Eric si limitò ad annuire una volta, brusco, poi risalì le scale. Emily lo seguiva di corsa, non volendo restare sola in cantina. Un gradino dopo l’altro, notò di avere una nuova elasticità nei suoi passi.

Mostrò a Eric la porta.

“Grazie, dico davvero,” disse il più significativamente possibile.

Eric non disse nulla, le diede solo uno sguardo di commiato, poi uscì per raccogliere le sue cose.

Emily chiuse il portone. Esultante, corse di sopra alla camera da letto principale e mise le mani davanti al termosifone. Era abbastanza sicura che il calore stesse cominciando a diffondersi lungo i tubi. Era così felice da non fare neanche caso alle botte e ai rumori metallici, suoni che facevano l’eco per tutta la casa.

*

Man mano che la giornata passava, Emily gioiva della sensazione di stare al caldo. Non aveva realizzato appieno quanto a disagio si fosse sentita da quando aveva lasciato New York, e sperava che un po’ dell’acidità che aveva gettato addosso a Daniel fosse stata in parte causata da quel disagio.

Non avendo più bisogno della coperta impolverata della camera da letto principale per tenersi al caldo, Emily l’appese sulla finestra rotta della lavanderia prima di iniziare a raccogliere i frammenti di vetro. Appese i vestiti bagnati sui termosifoni, sbatté il tappeto pieno di polvere del soggiorno e spolverò tutti gli scaffali prima di rimettere in ordine i libri. La stanza era già più accogliente, e più simile al luogo che ricordava. Prese la sua vecchia e consunta edizione di Attraverso lo specchio e poi si preparò a leggerla al focolare. Ma non riusciva a concentrarsi. La sua mente tornava sempre a Daniel. Si vergognava così tanto di averlo trattato in quel modo. Anche se aveva fatto finta che non gli importasse, il modo in cui lui aveva buttato la pala ed era tornato a casa provava abbastanza chiaramente che le sue parole lo avevano scoraggiato.

La colpa la rose finché non riuscì più a sopportarlo.
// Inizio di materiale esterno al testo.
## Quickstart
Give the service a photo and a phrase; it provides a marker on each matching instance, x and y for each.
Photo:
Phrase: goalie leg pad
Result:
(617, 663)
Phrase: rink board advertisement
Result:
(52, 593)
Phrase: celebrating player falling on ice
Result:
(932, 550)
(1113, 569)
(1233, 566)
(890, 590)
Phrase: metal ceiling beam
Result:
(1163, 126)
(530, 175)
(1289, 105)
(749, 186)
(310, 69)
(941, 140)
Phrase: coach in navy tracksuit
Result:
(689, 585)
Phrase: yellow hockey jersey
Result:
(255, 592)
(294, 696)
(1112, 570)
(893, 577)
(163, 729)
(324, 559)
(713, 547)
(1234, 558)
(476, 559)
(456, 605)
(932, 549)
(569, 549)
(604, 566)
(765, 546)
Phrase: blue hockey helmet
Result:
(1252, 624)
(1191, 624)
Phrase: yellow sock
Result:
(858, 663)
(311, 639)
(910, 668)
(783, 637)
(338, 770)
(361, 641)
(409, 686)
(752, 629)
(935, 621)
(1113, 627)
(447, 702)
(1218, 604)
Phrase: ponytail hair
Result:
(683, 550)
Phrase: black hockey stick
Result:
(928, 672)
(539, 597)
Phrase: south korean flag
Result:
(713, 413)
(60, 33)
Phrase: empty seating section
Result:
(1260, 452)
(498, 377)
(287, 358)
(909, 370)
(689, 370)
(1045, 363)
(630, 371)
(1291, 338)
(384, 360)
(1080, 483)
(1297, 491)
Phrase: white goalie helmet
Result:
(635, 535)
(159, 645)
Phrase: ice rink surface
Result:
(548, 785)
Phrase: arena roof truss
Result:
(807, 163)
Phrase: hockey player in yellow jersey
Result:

Lasciò il libro, indossò le scarpe da ginnastica ora calde e si diresse verso la rimessa.

Bussò alla porta e attese finché non sentì il rumore di qualcuno che si muoveva da dentro la casa. Poi la porta si aprì e lì c’era Daniel, illuminato alle spalle dal bagliore del fuoco caldo. Un delizioso profumo si diffondeva per la casa, ricordando ancora una volta a Emily che non aveva mangiato. Le venne l’acquolina.

“Che succede?” chiese Daniel, con il tono pacato di sempre.

Emily non poté fare a meno di sbirciare oltre la sua spalla, e così colse il panorama del vivace fuoco, delle assi del pavimento verniciate e delle librerie stipate, della chitarra puntellata a un pianoforte. Non aveva saputo cosa aspettarsi dalla casa di Daniel, ma di certo non quello. L’incongruenza tra il luogo in cui Daniel viveva e la persona che lei aveva pensato che fosse la sorprese.